- Born: 12 June 1913 Switzerland
- Died: August 1981 (aged 68) Durban, South Africa
- Allegiance: United Kingdom
- Branch: Special Operations Executive
- Service years: 1941–1942
- Service number: DZ/60
- Conflicts: Battle of Madagascar, Second World War
- Awards: MBE

= Berthe Mayer =

Intelligence agent in World War II

Berthe Marcelle Mayer (12 June 1913 – August 1981) worked for the Special Operations Executive (SOE) on Madagascar during the Second World War. She was married to Percy Mayer, an SOE agent. She operated the radio for him, and collected intelligence herself when he was away.

== Second World War ==

When France fell in 1940, Madagascar came under Vichy French control. Berthe and Percy lived on the island, and started sending intelligence reports to SOE in Durban. In October 1941, which Percy was away on business, Berthe gathered and transmitted intelligence about a Vichy merchant ship convoy, leading to the capture of five ships, totalling 40,000 tons. Admiral Godfrey, the director of Naval Intelligence, wrote a personal letter of thanks, describing it as "a very fine show indeed".

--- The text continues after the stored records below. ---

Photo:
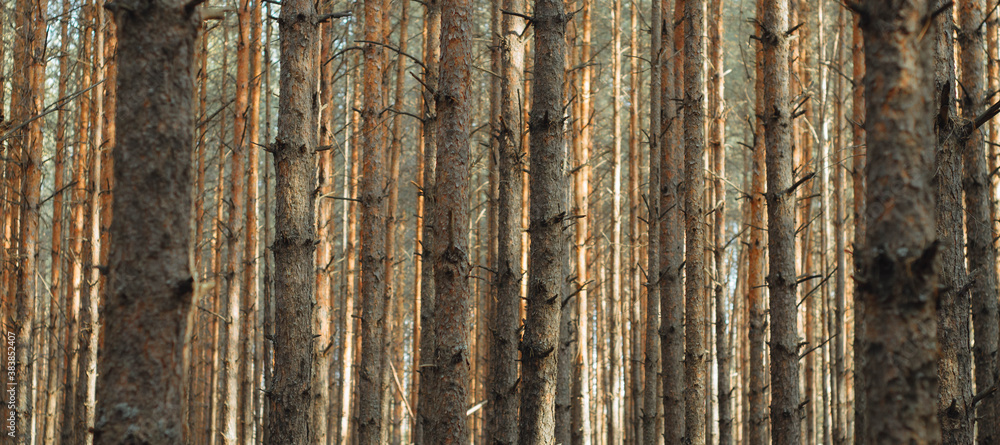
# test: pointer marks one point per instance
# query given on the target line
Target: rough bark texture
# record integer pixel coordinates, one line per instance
(652, 349)
(503, 392)
(756, 398)
(979, 228)
(294, 242)
(955, 363)
(696, 351)
(451, 249)
(899, 284)
(150, 284)
(432, 54)
(548, 190)
(373, 186)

When the Allies invaded in 1942, Berthe was living in the Vichy-controlled capital, Tananarive. She continued to gather and send intelligence, despite being told to stop by both her husband and the SOE. The authorities suspected Berthe, and searched the house looking for a radio transmitter, but were unable to find any evidence of her intelligence activities.

In November 1943, Lord Harlech, the High Commissioner to South Africa, presented Berthe with the MBE in recognition of her work.